Individual Si Nanospheres Wrapped in a Suspended Monolayer WS 2 for Electromechanically Controlled Mie‐Type Nanopixels

All‐dielectric (especially silicon) nanostructures that are capable of low‐loss sub‐wavelength light localization are favorable for miniaturized all‐optical or optoelectronic chips. Recently, Si waveguides have been integrated with the 2D transition‐metal dichalcogenides (TMDCs) with atomic thinness and intense light–matter interactions for high‐performance optoelectronic devices. However, further miniaturized and nanoscale optoelectronic devices are highly necessary and can be realized using all‐dielectric Si nanostructures. So far, realizing electrically controlled coupling between all‐dielectric nanostructures and TMDCs is challenging at the subwavelength scale.

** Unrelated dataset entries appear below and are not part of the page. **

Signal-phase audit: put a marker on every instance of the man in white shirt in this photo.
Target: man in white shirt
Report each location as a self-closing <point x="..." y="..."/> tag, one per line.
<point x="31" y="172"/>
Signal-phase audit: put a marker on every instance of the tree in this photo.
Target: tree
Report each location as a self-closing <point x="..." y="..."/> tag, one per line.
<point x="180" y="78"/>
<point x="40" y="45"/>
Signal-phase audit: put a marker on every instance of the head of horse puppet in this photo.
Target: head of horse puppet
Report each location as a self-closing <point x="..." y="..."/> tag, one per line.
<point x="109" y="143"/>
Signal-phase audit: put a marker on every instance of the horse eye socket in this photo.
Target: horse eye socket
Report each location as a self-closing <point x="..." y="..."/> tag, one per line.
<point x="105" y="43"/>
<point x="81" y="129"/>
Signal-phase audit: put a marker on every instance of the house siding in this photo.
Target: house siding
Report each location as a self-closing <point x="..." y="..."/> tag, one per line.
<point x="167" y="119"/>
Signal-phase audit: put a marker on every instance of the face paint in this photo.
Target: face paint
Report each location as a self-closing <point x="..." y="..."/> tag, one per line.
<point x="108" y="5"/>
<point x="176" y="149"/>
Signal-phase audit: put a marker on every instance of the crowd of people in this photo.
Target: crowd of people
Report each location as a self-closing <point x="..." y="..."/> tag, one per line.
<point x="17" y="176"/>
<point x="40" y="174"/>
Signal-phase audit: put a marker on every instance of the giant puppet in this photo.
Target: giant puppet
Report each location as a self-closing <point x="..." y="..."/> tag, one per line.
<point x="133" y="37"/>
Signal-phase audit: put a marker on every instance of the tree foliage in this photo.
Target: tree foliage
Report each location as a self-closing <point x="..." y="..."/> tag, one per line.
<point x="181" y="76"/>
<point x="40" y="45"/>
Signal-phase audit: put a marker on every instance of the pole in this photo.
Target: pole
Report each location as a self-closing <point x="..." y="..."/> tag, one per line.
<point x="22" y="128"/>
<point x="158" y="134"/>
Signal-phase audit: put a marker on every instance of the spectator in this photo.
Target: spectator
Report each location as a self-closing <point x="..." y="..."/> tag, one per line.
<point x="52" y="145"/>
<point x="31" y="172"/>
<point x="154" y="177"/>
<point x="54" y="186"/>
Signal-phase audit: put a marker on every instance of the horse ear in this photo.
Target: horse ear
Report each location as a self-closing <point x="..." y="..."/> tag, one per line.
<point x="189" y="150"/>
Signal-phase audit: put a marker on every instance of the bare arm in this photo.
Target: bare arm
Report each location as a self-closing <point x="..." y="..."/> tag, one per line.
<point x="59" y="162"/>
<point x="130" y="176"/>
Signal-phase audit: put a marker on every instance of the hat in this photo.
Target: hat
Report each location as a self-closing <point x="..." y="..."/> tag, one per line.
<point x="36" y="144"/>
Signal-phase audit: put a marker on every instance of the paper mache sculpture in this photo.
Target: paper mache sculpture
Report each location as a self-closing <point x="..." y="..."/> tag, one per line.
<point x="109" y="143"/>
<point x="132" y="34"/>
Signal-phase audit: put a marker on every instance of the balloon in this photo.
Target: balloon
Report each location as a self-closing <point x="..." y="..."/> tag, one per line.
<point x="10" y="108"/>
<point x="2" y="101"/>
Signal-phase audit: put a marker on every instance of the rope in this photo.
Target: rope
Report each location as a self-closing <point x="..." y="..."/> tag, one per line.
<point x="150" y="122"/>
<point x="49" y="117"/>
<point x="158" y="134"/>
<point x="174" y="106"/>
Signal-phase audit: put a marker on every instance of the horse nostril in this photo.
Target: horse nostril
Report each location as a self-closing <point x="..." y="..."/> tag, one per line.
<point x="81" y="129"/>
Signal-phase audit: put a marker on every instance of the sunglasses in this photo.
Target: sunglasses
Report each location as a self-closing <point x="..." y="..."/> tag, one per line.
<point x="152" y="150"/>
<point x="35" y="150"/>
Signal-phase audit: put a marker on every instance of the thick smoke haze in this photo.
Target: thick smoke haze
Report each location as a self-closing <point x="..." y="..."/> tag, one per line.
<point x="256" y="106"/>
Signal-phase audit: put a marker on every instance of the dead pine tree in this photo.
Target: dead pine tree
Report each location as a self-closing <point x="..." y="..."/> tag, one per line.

Here, the electrically controlled optical nanopixels using individual Si nanospheres are reported, which are conventional all‐dielectric units with strong Mie‐type magnetic resonances, wrapped in suspended WS 2 monolayers. By applying gate voltages, deformation of the WS 2 monolayer occurs as an opening or a closing umbrella. As a result, the scattering intensities are tuned by 40% because of the change in the Mie‐exciton coupling. Simultaneously, a doubled photoluminescence intensity enhancement with a 0.014 eV redshift of excitonic energy is observed, owing to the cooperation of the electromechanics and electrostatic doping. The findings suggest a new approach to build nanoscale optoelectronic devices and display units.